Auch dass dies mitten im Wettkampf geschieht, war im internationalen Radsport schon 1998 bei der Tour de France zu erleben. Zuerst wurde ein Masseur des Teams Festina verhaftet, anschließend erließ Frankreichs kommunistische Sportministerin Maire-George Buffet eine Anordnung, weitere Radprofis zu verhaften. Zu den unter der Dusche Festgenommenen gehörten damals auch der Festina-Kapitän und Vorjahres-Zweite Richard Virenque sowie Weltmeister Laurent Brochard. Das Vorgehen der französischen Behörden führte auf der einen Seite zu einigen Geständnissen von Fahrern, als illegal deklarierte Mittel eingenommen zu haben. Auf der anderen Seite beklagten sie auch die entwürdigenden Umstände der staatlichen Eingriffe. Ohne Erfolg. Frankreichs Sportministerin Buffet lobte jetzt die Giro-Razzia und stellte fest: »1998 wurde der Deckel angehoben, aber wir warten nicht ab, bis es neue Enthüllungen gibt. Es bedarf großer Anstrengungen, um diese Praktiken zu unterbinden.«

Was für die am 7. Juli beginnende Tour de France erneut einen Polizeieinsatz befürchten lässt, der erneut unter dem Beifall einer linken und liberalen Öffentlichkeit stattfinden wird. Die Süddeutsche Zeitung etwa lobte bereits, dass Italiens Justiz ein Zeichen gesetzt habe, das vom »verblendeten Publikum« nicht verstanden werde. Besonnene Beobachter der internationalen Radsportszene wie etwa die Neue Zürcher Zeitung kritisierten die von der Justiz »gewählte Schärfe«. Experten bezweifeln zudem den Erfolg der Razzia. Eine Zuordnung von Medikamenten zu bestimmten Fahrern sei kaum möglich.

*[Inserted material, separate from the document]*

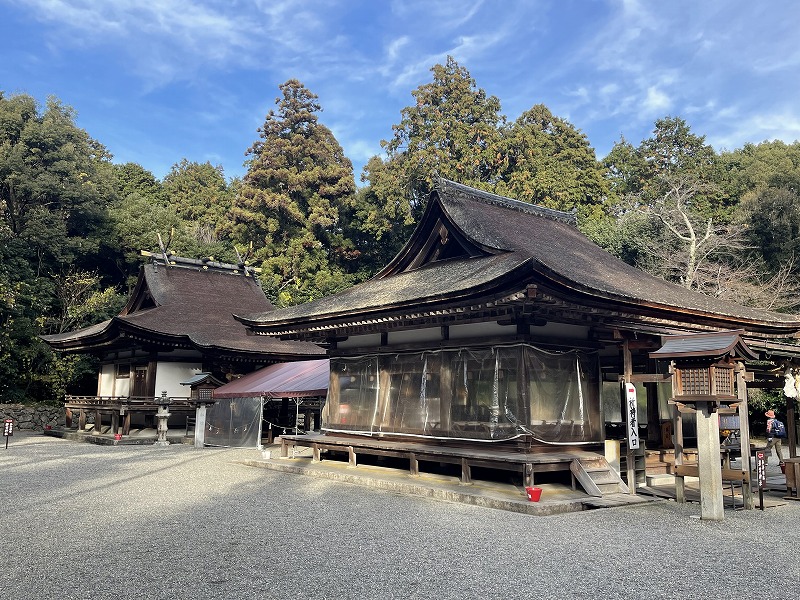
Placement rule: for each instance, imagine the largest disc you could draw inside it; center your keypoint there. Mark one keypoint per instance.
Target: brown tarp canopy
(301, 379)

Auch die Feststellung, dass ein Arzt in seinem Koffer vom Internationalen Olympischen Komitee als verboten deklarierte Stoffe bei sich trug - was immer das IOC juristisch mit dem Profiradsport zu tun haben mag - , weil sie in einen Arztkoffer gehören, dürfte italienische Richter nicht zu harten Urteilen veranlassen. Dass die Sportler wegen der Belastungen des Profiradsports auf medizinische Unterstützung angewiesen sind, wird sich mittlerweile auch in Justizkreisen herumgesprochen haben. Ebenso die Tatsache, dass zwischen der Substitution von Stoffen, die nach sechs Stunden härtester Anstrengungen durch normales Essen nicht mehr aufzunehmen sind und verbotener medizinischer Unterstützung eine Grauzone existiert.

Ob es eines Richterspruches noch bedarf, ist sowieso beinahe ohne Belang. Der Staatseingriff ist bereits erfolgt, die Öffentlichkeit ob der scheinbar kriminellen Praktiken entsprechend aufgerüttelt, und erste Konsequenzen werden schon gezogen. Dario Frigo wurde seiner Existenzgrundlage beraubt.